Erdgeborene. Elementgeborene. Ich höre zum ersten Mal davon, dass es noch mehr Vielfalt gibt. Ich wusste immer nur von der Existenz der Feuer- und Eisgeborenen. Vielleicht zeigt das, dass ich mir ein bisschen darauf einbilde, ein mächtiges Talent zu haben? Wobei es sowohl Fluch als auch Segen ist. Das werde ich niemals vergessen können.

Nachdem sie meine Frage beantwortet hat, widmet sie sich wieder stumm ihrer Aufgabe. Aber keines der Kleider, die sie ausgewählt hat, scheint ihren Anforderungen zu genügen. Aus dem Augenwinkel werfe ich einen Blick auf den Kleiderhaufen, der sich auf meinem Bett gebildet hat. Unwillkürlich wird mir bei dem Anblick der vielen glitzernden Steinchen schlecht, die in die Kleidungsstücke eingewebt worden waren. Jedes einzelne von ihnen ist ein kleines Vermögen wert.

Räuspernd mache ich wieder auf mich aufmerksam. "Wozu sollte ich etwas derart Teures anziehen?", frage ich vorsichtig. Dem Anschein nach wird von mir zumindest nicht erwartet, irgendetwas sauber zu machen. Dafür wäre der edle Aufzug mehr als unpassend.
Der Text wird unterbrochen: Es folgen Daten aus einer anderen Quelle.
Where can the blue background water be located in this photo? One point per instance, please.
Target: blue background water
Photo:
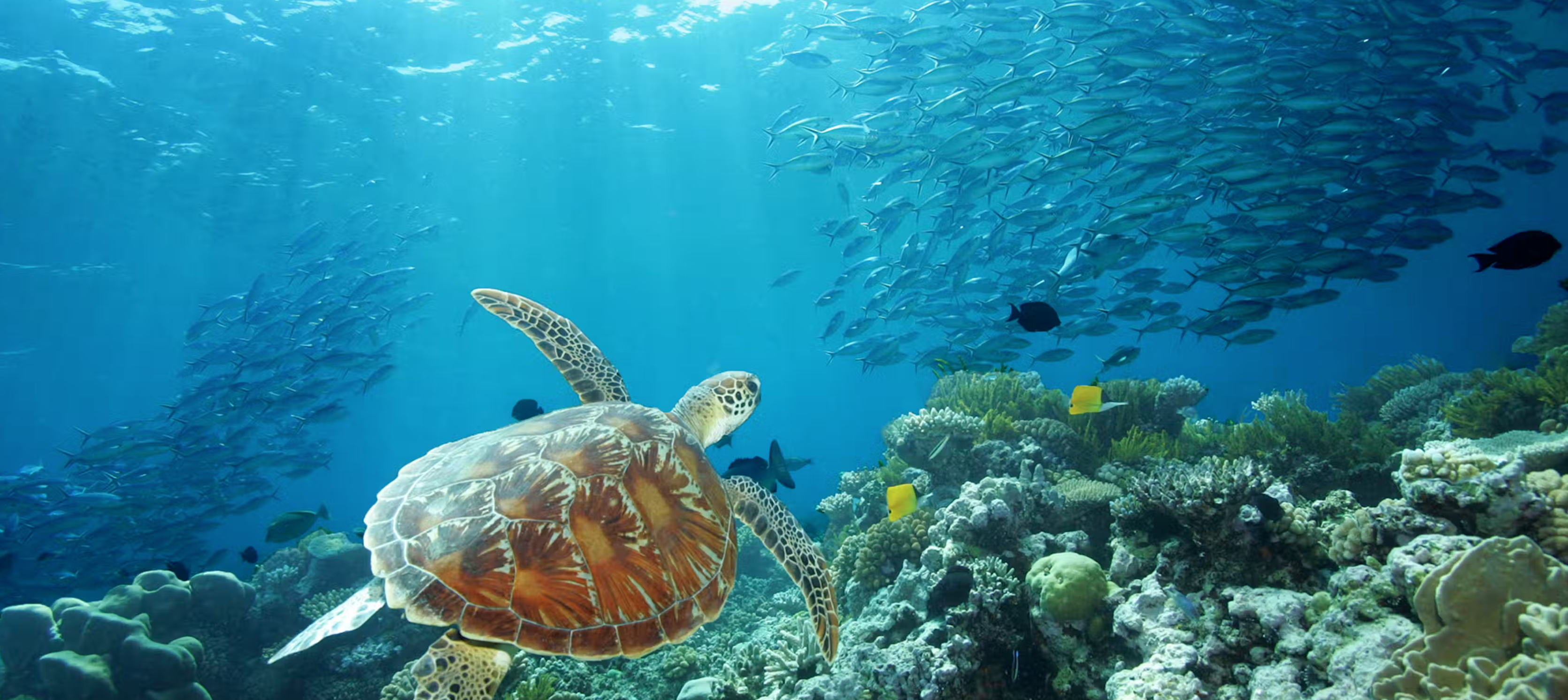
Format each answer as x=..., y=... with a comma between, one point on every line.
x=618, y=182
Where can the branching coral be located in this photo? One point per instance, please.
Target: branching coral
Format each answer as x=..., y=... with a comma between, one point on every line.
x=1368, y=402
x=794, y=660
x=537, y=688
x=1551, y=333
x=1009, y=395
x=1300, y=444
x=1507, y=400
x=1203, y=499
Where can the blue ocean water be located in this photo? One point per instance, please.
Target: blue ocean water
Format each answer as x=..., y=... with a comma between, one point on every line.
x=603, y=159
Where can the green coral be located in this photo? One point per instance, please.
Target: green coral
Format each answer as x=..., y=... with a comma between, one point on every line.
x=1365, y=402
x=322, y=603
x=1068, y=586
x=1551, y=333
x=1140, y=444
x=1300, y=442
x=1087, y=492
x=891, y=472
x=1507, y=400
x=998, y=395
x=537, y=688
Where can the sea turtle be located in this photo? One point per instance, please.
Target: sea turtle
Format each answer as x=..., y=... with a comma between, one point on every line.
x=593, y=532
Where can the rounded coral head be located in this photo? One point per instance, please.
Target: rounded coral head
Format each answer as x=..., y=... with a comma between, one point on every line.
x=720, y=404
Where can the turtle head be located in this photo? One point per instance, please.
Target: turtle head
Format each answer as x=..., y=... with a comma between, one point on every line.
x=720, y=404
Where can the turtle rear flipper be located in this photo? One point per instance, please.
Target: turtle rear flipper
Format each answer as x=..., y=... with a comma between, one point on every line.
x=788, y=541
x=458, y=669
x=347, y=616
x=573, y=355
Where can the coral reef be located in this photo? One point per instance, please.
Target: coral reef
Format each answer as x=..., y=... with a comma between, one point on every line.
x=1490, y=617
x=132, y=644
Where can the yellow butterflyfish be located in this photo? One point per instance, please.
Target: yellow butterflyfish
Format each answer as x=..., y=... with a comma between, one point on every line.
x=900, y=502
x=1090, y=400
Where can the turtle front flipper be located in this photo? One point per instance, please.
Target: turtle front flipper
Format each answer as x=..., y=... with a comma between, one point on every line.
x=577, y=359
x=458, y=669
x=788, y=541
x=347, y=616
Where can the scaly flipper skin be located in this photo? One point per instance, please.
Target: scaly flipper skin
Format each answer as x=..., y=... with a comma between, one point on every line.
x=347, y=616
x=457, y=669
x=788, y=541
x=577, y=359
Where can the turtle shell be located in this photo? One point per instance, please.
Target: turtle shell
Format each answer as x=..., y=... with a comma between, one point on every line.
x=593, y=532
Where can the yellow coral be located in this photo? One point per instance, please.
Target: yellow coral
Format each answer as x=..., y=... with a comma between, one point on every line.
x=1476, y=610
x=1551, y=533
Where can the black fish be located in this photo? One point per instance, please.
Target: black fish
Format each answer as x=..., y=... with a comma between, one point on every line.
x=1036, y=317
x=766, y=472
x=1520, y=251
x=953, y=589
x=526, y=409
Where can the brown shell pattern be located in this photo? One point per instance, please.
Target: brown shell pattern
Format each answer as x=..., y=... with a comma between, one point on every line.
x=593, y=532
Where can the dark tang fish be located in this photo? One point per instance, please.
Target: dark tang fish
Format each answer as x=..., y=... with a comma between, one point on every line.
x=294, y=524
x=953, y=589
x=1036, y=317
x=1520, y=251
x=766, y=472
x=526, y=409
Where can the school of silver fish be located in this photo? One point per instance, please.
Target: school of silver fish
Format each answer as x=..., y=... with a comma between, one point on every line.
x=267, y=365
x=1150, y=167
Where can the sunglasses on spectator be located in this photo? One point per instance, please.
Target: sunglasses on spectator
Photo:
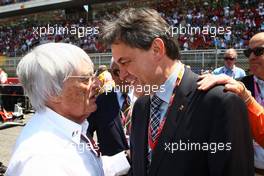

Irritiert sieht mich die Frau wieder an und sie stemmt eine Hand in die Hüfte - keines der Kleider, die sie auf ihren Armen hereingetragen hat, hat ihren Test bestanden und somit sind ihre Arme nun frei. "Für das Abendessen der höheren Kreise heute Abend natürlich. Die Herrschaften wollen schließlich erfahren, für welches Mädchen seine Hoheit heute eine wichtige Besprechung hat ausfallen lassen."

Nun bin ich es, die irritiert aussieht. Ich soll bei einem Abendessen der Adligen mitwirken? Was für einen Plan verfolgt Lucien eigentlich? Sobald einer der Herrschaften mich sieht, wird man mich doch sofort hinrichten. Meine Haare sagen mehr als genug über meine Macht aus und man kann die Züge meiner Eltern klar in meinen erkennen. Es wird nicht lange dauern, bis sie verstanden haben, dass ich die Prinzessin ihrer Erzfeinde bin.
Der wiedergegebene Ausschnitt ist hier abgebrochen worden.